Gli effetti della rivalutazione
Il primo assegno del nuovo anno potrebbe essere più elevato o più basso, a causa del conguaglio Inps. Questo accade per effetto della rivalutazione, ovvero la procedura che prevede l’adeguamento del cedolino al costo della vita in base al tasso di inflazione.
Per il 2025 le pensioni godranno di un leggero aumento per adeguarsi all’inflazione che sarà pari allo 0,8%. Per il 2024, invece, è stato confermato al 5,4% l’indice di adeguamento all’inflazione e quindi non saranno necessari i conguagli.

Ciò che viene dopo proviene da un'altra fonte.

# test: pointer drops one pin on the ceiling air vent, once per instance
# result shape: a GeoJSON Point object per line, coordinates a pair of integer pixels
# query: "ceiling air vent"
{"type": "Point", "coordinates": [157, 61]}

La grande novità riguarda il ritorno al meccanismo a scaglioni al posto di quello per fasce di quest’anno. Nel 2025 l’aumento dello 0,8% sarà riconosciuto agli assegni di importo fino a quattro volte il trattamento minimo di quest’anno, pari a 2.394,44 euro.
Addizionali regionali e comunali
Attenzione alle novità sulle addizionali. Infatti, sul cedolino di gennaio saranno nuovamente applicate le addizionali regionali e comunali a saldo per il 2024 dopo il consueto stop di dicembre. Il cedolino di gennaio rappresenta anche l’occasione con la quale l’Inps effettua il ricalcolo a consuntivo delle ritenute effettuate nel corso del 2023, sia per l’Irpef che per le addizionali regionali e comunali a saldo.